Il vero trionfo arriva per Via le mani dagli occhi. Perché la voce di Giuliano è finalmente calda e perché arrivano i Sud Sound System, salentini come loro (tra il pubblico sventola una bandiera del Lecce calcio), rivoluzionari della musica italiana una ventina d'anni fa, "e per questo li abbiamo invitati". E il loro raggamuffin che mescola vari testi dei Negramaro è una sferzata di energia che aumenta vieppiù quando si aggiunge il dj Big Fish e assieme propongono Una storia semplice che l'ex beatmaker dei Sottotono ha appena remixato in versione dub step (non esaltante, se si può dire).

Serve una pausa per le orecchie e per i corpi, sfiancati dal troppo saltare e gridare, ed ecco gli archi e il flauto del Gnu Quartet a foderare di velluto Io non lascio traccia, Un passo indietro, Solo tre minuti e Cade la pioggia, in suadenti versioni intimistiche ottime per i gorgheggi della voce di Giuliano, che ne è maestro fino al manierismo. Poi, mentre si fa sera, per Sole e Gommapiuma arriva il sassofonista Raffaele Casarano con gli ottoni del quintetto Salento Trumpet Session (i Negramaro promuovono sempre la loro terra in un modo da fare invidia a un assessorato al Turismo, e d'altronde hanno anche scelto di chiamarsi come un vino della zona).

Buona idea, ma i suoni sono così diversi che non si mescolano alla perfezione. Molto meglio va con la vera guest star, Elisa, fresca di parto eppure in forma smagliante (d'altronde, dopo il secondo figlio, a mesi sfornerà anche il nuovo disco, L'anima vola). Di notevole fascino per la mescolanza di due voci così espressive ed estese, la sua e quella di Giuliano, i duetti in Basta così (funestato da problemi di acustica) e soprattutto Ti vorrei sollevare.
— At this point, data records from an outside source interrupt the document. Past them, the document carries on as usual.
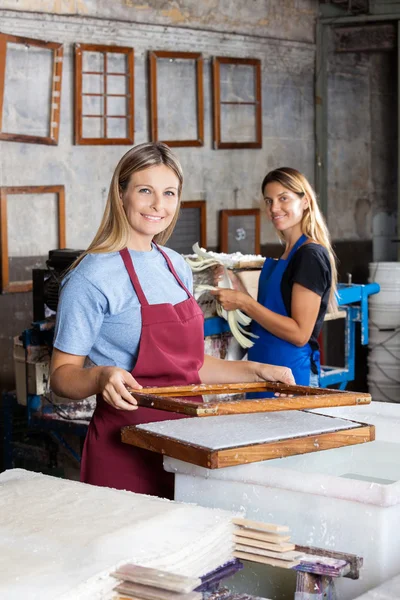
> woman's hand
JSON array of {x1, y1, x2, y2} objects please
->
[
  {"x1": 98, "y1": 367, "x2": 142, "y2": 410},
  {"x1": 213, "y1": 265, "x2": 241, "y2": 290},
  {"x1": 256, "y1": 363, "x2": 296, "y2": 385},
  {"x1": 210, "y1": 288, "x2": 251, "y2": 310}
]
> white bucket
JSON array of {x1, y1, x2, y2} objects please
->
[
  {"x1": 368, "y1": 357, "x2": 400, "y2": 384},
  {"x1": 368, "y1": 262, "x2": 400, "y2": 288},
  {"x1": 368, "y1": 327, "x2": 400, "y2": 365},
  {"x1": 369, "y1": 304, "x2": 400, "y2": 329},
  {"x1": 368, "y1": 377, "x2": 400, "y2": 402}
]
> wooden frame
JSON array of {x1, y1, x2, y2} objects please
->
[
  {"x1": 0, "y1": 185, "x2": 66, "y2": 294},
  {"x1": 121, "y1": 417, "x2": 375, "y2": 469},
  {"x1": 75, "y1": 44, "x2": 135, "y2": 145},
  {"x1": 212, "y1": 56, "x2": 262, "y2": 149},
  {"x1": 149, "y1": 50, "x2": 204, "y2": 146},
  {"x1": 0, "y1": 33, "x2": 63, "y2": 146},
  {"x1": 220, "y1": 208, "x2": 261, "y2": 254},
  {"x1": 167, "y1": 200, "x2": 207, "y2": 253},
  {"x1": 128, "y1": 381, "x2": 371, "y2": 417}
]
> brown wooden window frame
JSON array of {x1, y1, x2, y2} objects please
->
[
  {"x1": 220, "y1": 208, "x2": 261, "y2": 254},
  {"x1": 75, "y1": 44, "x2": 135, "y2": 146},
  {"x1": 181, "y1": 200, "x2": 207, "y2": 248},
  {"x1": 212, "y1": 56, "x2": 262, "y2": 150},
  {"x1": 0, "y1": 185, "x2": 66, "y2": 294},
  {"x1": 0, "y1": 33, "x2": 63, "y2": 146},
  {"x1": 149, "y1": 50, "x2": 204, "y2": 147}
]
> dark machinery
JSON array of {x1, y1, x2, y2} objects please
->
[{"x1": 32, "y1": 248, "x2": 83, "y2": 321}]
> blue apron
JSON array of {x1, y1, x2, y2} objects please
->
[{"x1": 248, "y1": 235, "x2": 320, "y2": 390}]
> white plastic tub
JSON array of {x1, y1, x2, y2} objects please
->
[{"x1": 165, "y1": 403, "x2": 400, "y2": 600}]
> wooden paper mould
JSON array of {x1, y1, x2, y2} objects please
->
[
  {"x1": 129, "y1": 381, "x2": 371, "y2": 417},
  {"x1": 121, "y1": 382, "x2": 375, "y2": 469}
]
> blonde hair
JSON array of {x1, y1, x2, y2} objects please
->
[
  {"x1": 261, "y1": 167, "x2": 337, "y2": 312},
  {"x1": 71, "y1": 142, "x2": 183, "y2": 269}
]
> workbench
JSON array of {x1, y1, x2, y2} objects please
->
[{"x1": 204, "y1": 283, "x2": 380, "y2": 390}]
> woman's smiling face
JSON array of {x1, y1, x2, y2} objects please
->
[
  {"x1": 121, "y1": 165, "x2": 179, "y2": 251},
  {"x1": 264, "y1": 181, "x2": 308, "y2": 232}
]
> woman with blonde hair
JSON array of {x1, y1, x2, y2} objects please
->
[
  {"x1": 51, "y1": 143, "x2": 294, "y2": 498},
  {"x1": 212, "y1": 167, "x2": 337, "y2": 386}
]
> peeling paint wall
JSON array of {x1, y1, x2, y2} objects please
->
[
  {"x1": 0, "y1": 0, "x2": 317, "y2": 386},
  {"x1": 1, "y1": 0, "x2": 318, "y2": 42},
  {"x1": 328, "y1": 31, "x2": 397, "y2": 255}
]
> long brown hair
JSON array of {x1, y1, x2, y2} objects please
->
[
  {"x1": 71, "y1": 142, "x2": 183, "y2": 268},
  {"x1": 261, "y1": 167, "x2": 337, "y2": 312}
]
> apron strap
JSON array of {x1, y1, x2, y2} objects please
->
[
  {"x1": 119, "y1": 248, "x2": 149, "y2": 306},
  {"x1": 153, "y1": 242, "x2": 192, "y2": 298},
  {"x1": 286, "y1": 233, "x2": 308, "y2": 264}
]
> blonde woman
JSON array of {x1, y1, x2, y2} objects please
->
[
  {"x1": 51, "y1": 143, "x2": 294, "y2": 498},
  {"x1": 213, "y1": 167, "x2": 337, "y2": 386}
]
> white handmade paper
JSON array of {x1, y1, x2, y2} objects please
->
[{"x1": 0, "y1": 469, "x2": 234, "y2": 600}]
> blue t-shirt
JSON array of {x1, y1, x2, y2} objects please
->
[{"x1": 54, "y1": 245, "x2": 193, "y2": 371}]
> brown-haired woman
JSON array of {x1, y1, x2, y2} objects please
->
[
  {"x1": 212, "y1": 167, "x2": 337, "y2": 386},
  {"x1": 51, "y1": 143, "x2": 293, "y2": 498}
]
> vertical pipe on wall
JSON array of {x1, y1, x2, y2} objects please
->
[
  {"x1": 397, "y1": 20, "x2": 400, "y2": 260},
  {"x1": 315, "y1": 23, "x2": 328, "y2": 218}
]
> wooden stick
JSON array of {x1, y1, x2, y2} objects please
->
[
  {"x1": 114, "y1": 581, "x2": 202, "y2": 600},
  {"x1": 234, "y1": 527, "x2": 290, "y2": 544},
  {"x1": 121, "y1": 423, "x2": 375, "y2": 469},
  {"x1": 233, "y1": 551, "x2": 300, "y2": 569},
  {"x1": 235, "y1": 544, "x2": 304, "y2": 562},
  {"x1": 132, "y1": 392, "x2": 372, "y2": 417},
  {"x1": 127, "y1": 381, "x2": 371, "y2": 404},
  {"x1": 235, "y1": 538, "x2": 295, "y2": 554},
  {"x1": 232, "y1": 517, "x2": 289, "y2": 535},
  {"x1": 111, "y1": 564, "x2": 201, "y2": 594}
]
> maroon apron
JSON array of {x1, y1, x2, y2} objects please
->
[{"x1": 81, "y1": 246, "x2": 204, "y2": 498}]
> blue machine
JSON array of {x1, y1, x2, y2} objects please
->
[
  {"x1": 3, "y1": 283, "x2": 380, "y2": 468},
  {"x1": 204, "y1": 283, "x2": 380, "y2": 390}
]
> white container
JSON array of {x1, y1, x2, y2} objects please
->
[
  {"x1": 165, "y1": 403, "x2": 400, "y2": 600},
  {"x1": 13, "y1": 337, "x2": 50, "y2": 405},
  {"x1": 368, "y1": 327, "x2": 400, "y2": 365},
  {"x1": 368, "y1": 262, "x2": 400, "y2": 287},
  {"x1": 368, "y1": 262, "x2": 400, "y2": 329},
  {"x1": 368, "y1": 378, "x2": 400, "y2": 404},
  {"x1": 369, "y1": 308, "x2": 400, "y2": 329}
]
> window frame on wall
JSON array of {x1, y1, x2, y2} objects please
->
[
  {"x1": 149, "y1": 50, "x2": 204, "y2": 147},
  {"x1": 212, "y1": 56, "x2": 262, "y2": 150},
  {"x1": 0, "y1": 33, "x2": 64, "y2": 146},
  {"x1": 75, "y1": 43, "x2": 135, "y2": 146},
  {"x1": 220, "y1": 208, "x2": 261, "y2": 254},
  {"x1": 0, "y1": 185, "x2": 66, "y2": 294},
  {"x1": 166, "y1": 200, "x2": 207, "y2": 254}
]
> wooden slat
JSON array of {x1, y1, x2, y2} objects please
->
[
  {"x1": 0, "y1": 188, "x2": 10, "y2": 292},
  {"x1": 233, "y1": 551, "x2": 300, "y2": 569},
  {"x1": 128, "y1": 382, "x2": 371, "y2": 417},
  {"x1": 127, "y1": 381, "x2": 371, "y2": 404},
  {"x1": 217, "y1": 425, "x2": 375, "y2": 469},
  {"x1": 234, "y1": 535, "x2": 295, "y2": 553},
  {"x1": 121, "y1": 424, "x2": 375, "y2": 469},
  {"x1": 0, "y1": 185, "x2": 66, "y2": 294},
  {"x1": 0, "y1": 34, "x2": 63, "y2": 146},
  {"x1": 111, "y1": 564, "x2": 201, "y2": 594},
  {"x1": 235, "y1": 538, "x2": 295, "y2": 554},
  {"x1": 133, "y1": 394, "x2": 372, "y2": 417},
  {"x1": 232, "y1": 517, "x2": 289, "y2": 537},
  {"x1": 114, "y1": 581, "x2": 202, "y2": 600},
  {"x1": 234, "y1": 527, "x2": 290, "y2": 544},
  {"x1": 235, "y1": 544, "x2": 304, "y2": 562},
  {"x1": 149, "y1": 50, "x2": 204, "y2": 147}
]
Ultimi ospiti, stranamente non leccesi, i napoletani Capone & Bungt Bangt, quintetto che suona bidoni della monnezza tubi, vecchie pentole, secchi, utensili, bombole. La dimostrazione che la musica ha una propria forza che va oltre la qualità degli strumenti con cui la si esegue: anche così Mentre tutto scorre resta un capolavoro di scrittura e di ritmo che fa impazzire San Siro.

La musica cambia come cambiano i vestiti della band, tutti di Armani: dai colori verdi e bordeaux dell'inizio al nero di smoking e frac fino alla pelle delle giacchine rock del finale. Giuliano ci sguazza dentro mentre salta come un grillo lungo tutta la passerella e incita il pubblico, che per altro è già tonico di suo. Finale con cinque bis, tra cui l'ultima botta di energia, È tanto che dormo e Una storia semplice che termina il tutto giusto giusto alle 23.30, l'orario-ghigliottina di San Siro, oltre il quale i concerti diventano illegali per motivi di decibel e di residenti incattiviti da anni di frastuono. Non si fosse cominciato tre minuti prima delle 21, sarebbero stati guai. Così, mentre risuona Meraviglioso (ma quella di Modugno) e scorrono i titoli di coda, come in un film, i Negramaro e i loro ospiti possono fare una passerella finale. Come in Otto e ½ o il Maurizio Costanzo Show.